Para homenagear a terra natal, dona Diquinha fez, no maior capricho, o hospital – “Pena que atualmente está sempre cheio, né?” – a farmácia, a igreja, o depósito de material de construção, as ruas, os caminhões passando, o Cristo ressuscitado, com a roupa branca de papel crepom, no alto da montanha, os pastores com as ovelhas, os reis magos... Recuperando um costume bem antigo, ela recorta algumas figuras de revistas e prega nas peças marcadas pelo tempo.

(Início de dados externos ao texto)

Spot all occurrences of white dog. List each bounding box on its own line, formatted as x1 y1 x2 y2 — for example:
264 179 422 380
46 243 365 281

E é novamente olhando a enormidade de detalhes que ela destaca o presépio como sua vida. Se há peças antigas, o conjunto reúne também as recicladas. Dona Diquinha reaproveita embalagens de ovos de galinha e codorna, e o papel de embalagem de maçã para dar forma à profusão de flores de todas as cores.
Surpresa
Se a pior parte é guardar as figuras do presépio, dona Diquinha deixa seu segredo para o final. Os olhos sempre curiosos percorrem os vários níveis da plataforma montada pela dona da casa, que realiza o desejo de muitas pessoas que fazem presépios e se sentem tristes na hora de levar as figuras para as caixas. Para evitar o monta-desmonta, ela retira, após o período natalino, apenas as peças da parte de baixo. “Deixo as de cima, a parte das bonecas vestidas de anjo, penduradas por fios. Fecho com uma cortina para não pegar poeira, e assim posso rezar aqui, em silêncio, durante todo o ano.” Então, depois que tudo passar e chegar a tão esperada vacina, fica o convite para a visita ao presépio cheio de histórias e fé. Dona Diquinha espera de portas, e coração, abertos.